First, whatever else you may have heard, there is a story. But the narrator cannot get out of her own way—or the story’s—and this is the story, too. So we have the engine of a traditional plot, complete with foreshadowing, escalation, and a climax that made me weep and laugh hysterically all at once. We have an unexpected heroine and a villain, and the villain is quite easy to spot for any feminists out there—which adds to the suspense.

But for sheer page count, all that is the tiniest sliver. What makes up the bulk of this novel is stream of consciousness as the narrator goes about her life in a state of constant anxiety and complicated grief. She is exactly the white Gen X women I’ve known, and one senses Ellmann (in her mid-sixties) has both profound compassion and a shade of frustration with the generation right behind her own. 

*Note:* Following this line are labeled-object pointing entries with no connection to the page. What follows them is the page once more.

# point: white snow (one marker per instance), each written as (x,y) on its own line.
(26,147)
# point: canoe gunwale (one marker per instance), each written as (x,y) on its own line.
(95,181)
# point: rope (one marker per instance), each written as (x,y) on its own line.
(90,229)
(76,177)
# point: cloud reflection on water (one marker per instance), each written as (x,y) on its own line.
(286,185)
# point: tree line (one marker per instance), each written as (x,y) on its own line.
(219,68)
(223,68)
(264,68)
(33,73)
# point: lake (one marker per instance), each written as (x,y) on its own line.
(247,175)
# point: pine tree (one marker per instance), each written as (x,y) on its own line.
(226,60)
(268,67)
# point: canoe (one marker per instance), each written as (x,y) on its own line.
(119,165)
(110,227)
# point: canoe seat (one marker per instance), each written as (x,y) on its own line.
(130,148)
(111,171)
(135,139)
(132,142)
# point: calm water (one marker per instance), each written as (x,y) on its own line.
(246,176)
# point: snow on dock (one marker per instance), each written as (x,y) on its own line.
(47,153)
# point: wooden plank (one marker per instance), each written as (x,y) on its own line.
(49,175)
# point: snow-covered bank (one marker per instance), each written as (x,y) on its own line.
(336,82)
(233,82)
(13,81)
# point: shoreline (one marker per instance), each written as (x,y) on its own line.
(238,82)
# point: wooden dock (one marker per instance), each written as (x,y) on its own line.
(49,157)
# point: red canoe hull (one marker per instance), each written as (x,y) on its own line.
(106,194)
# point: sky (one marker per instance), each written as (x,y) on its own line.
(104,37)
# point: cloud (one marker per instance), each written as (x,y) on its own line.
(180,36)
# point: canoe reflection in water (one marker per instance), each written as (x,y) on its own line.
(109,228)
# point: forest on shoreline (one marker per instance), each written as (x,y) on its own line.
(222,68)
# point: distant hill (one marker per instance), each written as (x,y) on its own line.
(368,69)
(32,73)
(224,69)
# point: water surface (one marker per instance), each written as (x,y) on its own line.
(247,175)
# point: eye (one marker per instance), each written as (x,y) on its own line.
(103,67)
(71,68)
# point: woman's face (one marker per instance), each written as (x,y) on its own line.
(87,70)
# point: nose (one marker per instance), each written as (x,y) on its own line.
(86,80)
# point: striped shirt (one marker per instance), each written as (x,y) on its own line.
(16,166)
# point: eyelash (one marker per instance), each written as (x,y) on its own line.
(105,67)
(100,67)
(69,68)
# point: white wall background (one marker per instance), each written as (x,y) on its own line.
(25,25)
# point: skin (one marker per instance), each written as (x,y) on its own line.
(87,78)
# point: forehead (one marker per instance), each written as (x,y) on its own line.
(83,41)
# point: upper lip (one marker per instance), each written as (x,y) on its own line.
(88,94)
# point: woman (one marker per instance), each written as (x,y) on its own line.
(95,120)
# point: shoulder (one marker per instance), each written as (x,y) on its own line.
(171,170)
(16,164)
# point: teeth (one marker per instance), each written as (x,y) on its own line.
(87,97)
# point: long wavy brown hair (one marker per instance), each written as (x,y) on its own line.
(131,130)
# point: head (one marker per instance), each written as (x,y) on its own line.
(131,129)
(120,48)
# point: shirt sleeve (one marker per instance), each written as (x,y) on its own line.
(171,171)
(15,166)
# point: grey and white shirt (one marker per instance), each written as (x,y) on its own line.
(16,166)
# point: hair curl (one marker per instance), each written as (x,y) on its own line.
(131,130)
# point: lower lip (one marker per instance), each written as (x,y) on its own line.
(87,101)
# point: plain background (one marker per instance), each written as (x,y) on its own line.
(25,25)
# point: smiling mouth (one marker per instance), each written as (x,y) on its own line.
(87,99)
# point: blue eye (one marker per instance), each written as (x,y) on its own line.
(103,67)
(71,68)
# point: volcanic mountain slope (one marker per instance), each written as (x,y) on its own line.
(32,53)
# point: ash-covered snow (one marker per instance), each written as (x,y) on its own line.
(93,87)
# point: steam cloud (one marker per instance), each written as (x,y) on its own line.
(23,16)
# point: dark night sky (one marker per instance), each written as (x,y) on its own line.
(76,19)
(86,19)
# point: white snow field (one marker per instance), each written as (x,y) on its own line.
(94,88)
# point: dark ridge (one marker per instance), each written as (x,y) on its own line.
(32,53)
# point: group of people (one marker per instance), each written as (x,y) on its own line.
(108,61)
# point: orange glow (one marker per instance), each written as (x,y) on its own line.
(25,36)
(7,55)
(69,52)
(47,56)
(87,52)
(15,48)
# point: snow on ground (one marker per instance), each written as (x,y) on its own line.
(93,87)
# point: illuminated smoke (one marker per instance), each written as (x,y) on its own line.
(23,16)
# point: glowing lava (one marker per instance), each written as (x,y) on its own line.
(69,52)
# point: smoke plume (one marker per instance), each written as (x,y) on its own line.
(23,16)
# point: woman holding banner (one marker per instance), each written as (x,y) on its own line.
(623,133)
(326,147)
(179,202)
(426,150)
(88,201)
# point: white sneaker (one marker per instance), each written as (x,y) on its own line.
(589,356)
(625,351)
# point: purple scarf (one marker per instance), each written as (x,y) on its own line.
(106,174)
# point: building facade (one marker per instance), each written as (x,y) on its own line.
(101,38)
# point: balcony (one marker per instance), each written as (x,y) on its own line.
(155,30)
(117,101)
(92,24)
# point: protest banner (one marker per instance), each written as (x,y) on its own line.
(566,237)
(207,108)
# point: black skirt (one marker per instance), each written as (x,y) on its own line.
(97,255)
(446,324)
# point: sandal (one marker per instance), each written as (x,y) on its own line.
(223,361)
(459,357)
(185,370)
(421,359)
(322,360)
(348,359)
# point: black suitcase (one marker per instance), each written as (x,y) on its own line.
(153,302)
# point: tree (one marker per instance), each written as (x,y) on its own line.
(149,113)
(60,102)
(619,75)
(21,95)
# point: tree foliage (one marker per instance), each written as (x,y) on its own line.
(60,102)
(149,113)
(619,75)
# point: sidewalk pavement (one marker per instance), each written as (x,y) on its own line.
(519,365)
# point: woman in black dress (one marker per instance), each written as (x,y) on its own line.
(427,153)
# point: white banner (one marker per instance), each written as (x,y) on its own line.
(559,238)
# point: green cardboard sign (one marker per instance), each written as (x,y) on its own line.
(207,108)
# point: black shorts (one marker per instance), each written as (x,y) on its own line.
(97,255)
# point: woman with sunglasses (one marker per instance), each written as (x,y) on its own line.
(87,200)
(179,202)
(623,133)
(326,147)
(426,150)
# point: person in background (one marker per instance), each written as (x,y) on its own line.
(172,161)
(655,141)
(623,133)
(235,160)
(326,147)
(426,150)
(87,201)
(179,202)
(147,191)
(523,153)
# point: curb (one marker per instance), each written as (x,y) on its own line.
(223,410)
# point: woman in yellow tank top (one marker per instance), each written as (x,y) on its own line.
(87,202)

Punctuating this stream of consciousness, however, is the narrative of a cougar—also a mother—trying to survive in the landscape that humans have blighted. These passages are swift and deft—and very, very short. They are delivered in close-third from the cougar’s perspective, and the juxtaposition is powerful. 

While our narrator frets endlessly (and ineffectually) about environmental destruction and her family’s safety, here we have another mind—one that is wholly engaged with reality here and now, who makes choices and takes action, and whose every thought is fit to purpose. In case you think I’m reaching, this is also the juxtaposition at the heart of the climax as well as the final lines of the novel. Ellmann is doing a lot with these pages, but above all, she is inviting us to stop spinning our wheels for a minute and instead just take action, however small that act or uncertain the outcome.  It’s beautiful, really, to be reminded that we can save lives and even (hopefully) the planet if we just get out of our own way.